Faut-il se faire vacciner contre la grippe H1N1?

Le 6 août 2009, deux universitaires, Alan Cassels de l’Université de Victoria et Arthur Schafer de l’Université du Manitoba, publiaient dans le Globe and Mail un intéressant article intitulé What do we know about the vaccines safety? Not enough. (Que savons- nous de la sécurité des vaccins? Pas suffisamment.)

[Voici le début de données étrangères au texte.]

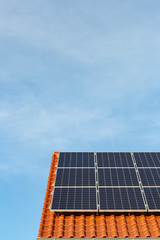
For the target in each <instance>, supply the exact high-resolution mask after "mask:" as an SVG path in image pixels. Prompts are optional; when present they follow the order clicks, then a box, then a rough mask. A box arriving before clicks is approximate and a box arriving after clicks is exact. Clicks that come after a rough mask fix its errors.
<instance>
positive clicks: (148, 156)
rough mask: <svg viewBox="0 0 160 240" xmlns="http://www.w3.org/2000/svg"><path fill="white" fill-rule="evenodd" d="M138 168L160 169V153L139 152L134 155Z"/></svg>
mask: <svg viewBox="0 0 160 240" xmlns="http://www.w3.org/2000/svg"><path fill="white" fill-rule="evenodd" d="M134 157H135V160H136V164H137V167H144V168H145V167H160V153H159V152H150V153H149V152H138V153H134Z"/></svg>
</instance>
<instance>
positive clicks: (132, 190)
mask: <svg viewBox="0 0 160 240" xmlns="http://www.w3.org/2000/svg"><path fill="white" fill-rule="evenodd" d="M99 193H100V211H101V210H102V211H107V210H108V211H116V210H117V211H118V210H124V211H127V210H137V211H138V210H143V211H144V210H145V205H144V202H143V198H142V194H141V191H140V188H99Z"/></svg>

Dans cet article, les auteurs affirment que dans notre désir de bien faire, nous devons être certains de ne pas faire plus de mal que de bien. Les Canadiens, en majorité, semblent penser que le vaccin contre la grippe H1N1, lorsqu’il deviendra disponible cet automne, nous sauvera la vie. La réalité, soutiennent les auteurs de cet article, est que nous n’en savons rien et que nous ne pouvons pas savoir si tel sera le cas.

Comme la plupart des gouvernements du monde, le gouvernement du Canada a promis de faire provision de suffisamment de vaccins de façon à ce que les Canadiens puissent être protégés contre cette grippe. Le Canada dispose déjà de fortes réserves de médicaments antiviraux (Tamiflu et Relenza). Pourtant, lors de tests visant à démontrer l’efficacité des ces médicaments, l’évidence scientifique a mis en lumière le peu d’effets de ces médicaments lorsque vient le temps de prévenir la grippe. Cependant, ces deux médicaments présentent de sérieux effets secondaires. Une récente étude internationale, soulignent les auteurs de cet article, montre que 50% des enfants ayant pris ces médicaments ont connu différents problèmes de santé, incluant notamment des troubles neuropsychiatriques.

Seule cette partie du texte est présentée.